The friendship between Penny, Julianna and Grace was beautiful. I appreciate that Eason portrays the importance of friendship, in addition to writing a romantic story. These girls have known each other for a long time and continue to take care of one another.

Content Notes

As mentioned above, I am so happy not to have a disclaimer about the romance. There are a few kissing scenes, but I would describe these as tasteful and sweet.

There is some violence, including attack and self-defense. There’s also some really intense subject matter, since the book is about a woman-hating serial killer.

There are a couple short segments from the perspective of the serial killer, but there’s nothing graphic in these moments.

Additional Consideration

The below points may seem a bit “nit picky.” I do want to note that it is only because this book was SO GOOD that I have the luxury of observing the following:

Even before I made the decision to focus my reading on Christian titles, one thing I’ve felt convicted about is reading books with content I wouldn’t otherwise read, simply because of their “Christian” label. For instance, Ted Dekker is one of my very favorite authors and writes some REALLY powerful books. However, some of his titles are pretty much “horror,” and I recognized that I wouldn’t have touched them, if they weren’t “Christian.” I’ve decided it’s not a good idea for me to reread those.

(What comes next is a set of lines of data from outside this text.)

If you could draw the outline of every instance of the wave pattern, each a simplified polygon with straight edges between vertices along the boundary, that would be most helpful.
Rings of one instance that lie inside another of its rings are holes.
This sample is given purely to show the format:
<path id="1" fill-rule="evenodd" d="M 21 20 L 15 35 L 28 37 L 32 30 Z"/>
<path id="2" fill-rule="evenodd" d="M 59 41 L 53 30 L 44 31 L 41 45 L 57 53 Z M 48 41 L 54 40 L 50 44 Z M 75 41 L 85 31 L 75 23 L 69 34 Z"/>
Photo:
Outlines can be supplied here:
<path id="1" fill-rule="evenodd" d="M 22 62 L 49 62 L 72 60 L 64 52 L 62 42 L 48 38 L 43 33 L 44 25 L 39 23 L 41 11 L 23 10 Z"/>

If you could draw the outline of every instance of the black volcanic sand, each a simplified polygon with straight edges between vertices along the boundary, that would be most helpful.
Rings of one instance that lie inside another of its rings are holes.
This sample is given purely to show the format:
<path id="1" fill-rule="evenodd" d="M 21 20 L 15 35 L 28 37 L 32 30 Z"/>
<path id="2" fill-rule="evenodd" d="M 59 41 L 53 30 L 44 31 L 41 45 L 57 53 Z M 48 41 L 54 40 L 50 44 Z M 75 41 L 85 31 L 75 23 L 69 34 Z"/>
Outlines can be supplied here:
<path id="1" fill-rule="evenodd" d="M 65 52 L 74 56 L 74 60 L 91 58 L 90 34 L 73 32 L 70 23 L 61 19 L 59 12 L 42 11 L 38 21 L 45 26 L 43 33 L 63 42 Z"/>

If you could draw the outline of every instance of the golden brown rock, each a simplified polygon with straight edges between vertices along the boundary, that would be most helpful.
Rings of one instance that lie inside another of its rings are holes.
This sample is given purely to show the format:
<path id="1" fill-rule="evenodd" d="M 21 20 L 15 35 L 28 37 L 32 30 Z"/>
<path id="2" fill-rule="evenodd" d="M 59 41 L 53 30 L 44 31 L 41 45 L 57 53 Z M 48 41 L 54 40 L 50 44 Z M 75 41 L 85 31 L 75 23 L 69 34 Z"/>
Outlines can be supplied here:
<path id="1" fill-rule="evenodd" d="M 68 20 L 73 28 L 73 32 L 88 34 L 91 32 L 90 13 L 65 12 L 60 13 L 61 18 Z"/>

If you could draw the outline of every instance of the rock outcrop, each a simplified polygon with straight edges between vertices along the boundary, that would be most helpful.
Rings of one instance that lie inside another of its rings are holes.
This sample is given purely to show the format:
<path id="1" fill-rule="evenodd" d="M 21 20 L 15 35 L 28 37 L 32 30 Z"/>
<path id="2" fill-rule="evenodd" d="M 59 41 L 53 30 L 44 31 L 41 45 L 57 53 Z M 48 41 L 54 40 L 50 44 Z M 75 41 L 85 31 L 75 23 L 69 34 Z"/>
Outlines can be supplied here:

With that said, Life Flight is nowhere near comparable with the intensity in some of Dekker’s more intense works. The “check” I have is intrigue for the sake of intrigue, because I didn’t really see a big statement about the light overpowering the darkness. While I don’t really see a lot of specifically “objectionable” content, I would have really liked to see a clearer purpose behind the inclusion of the dark elements. (This is something I very much see in Dekker’s works, especially the less horror-y ones.)

Recommendation Status

Although I wouldn’t have minded more emphasis on the spiritual content, this is a book I really enjoyed. The serial killer investigation may be intense for certain readers, but I was so gratified to see Eason’s treatment of the romantic relationship.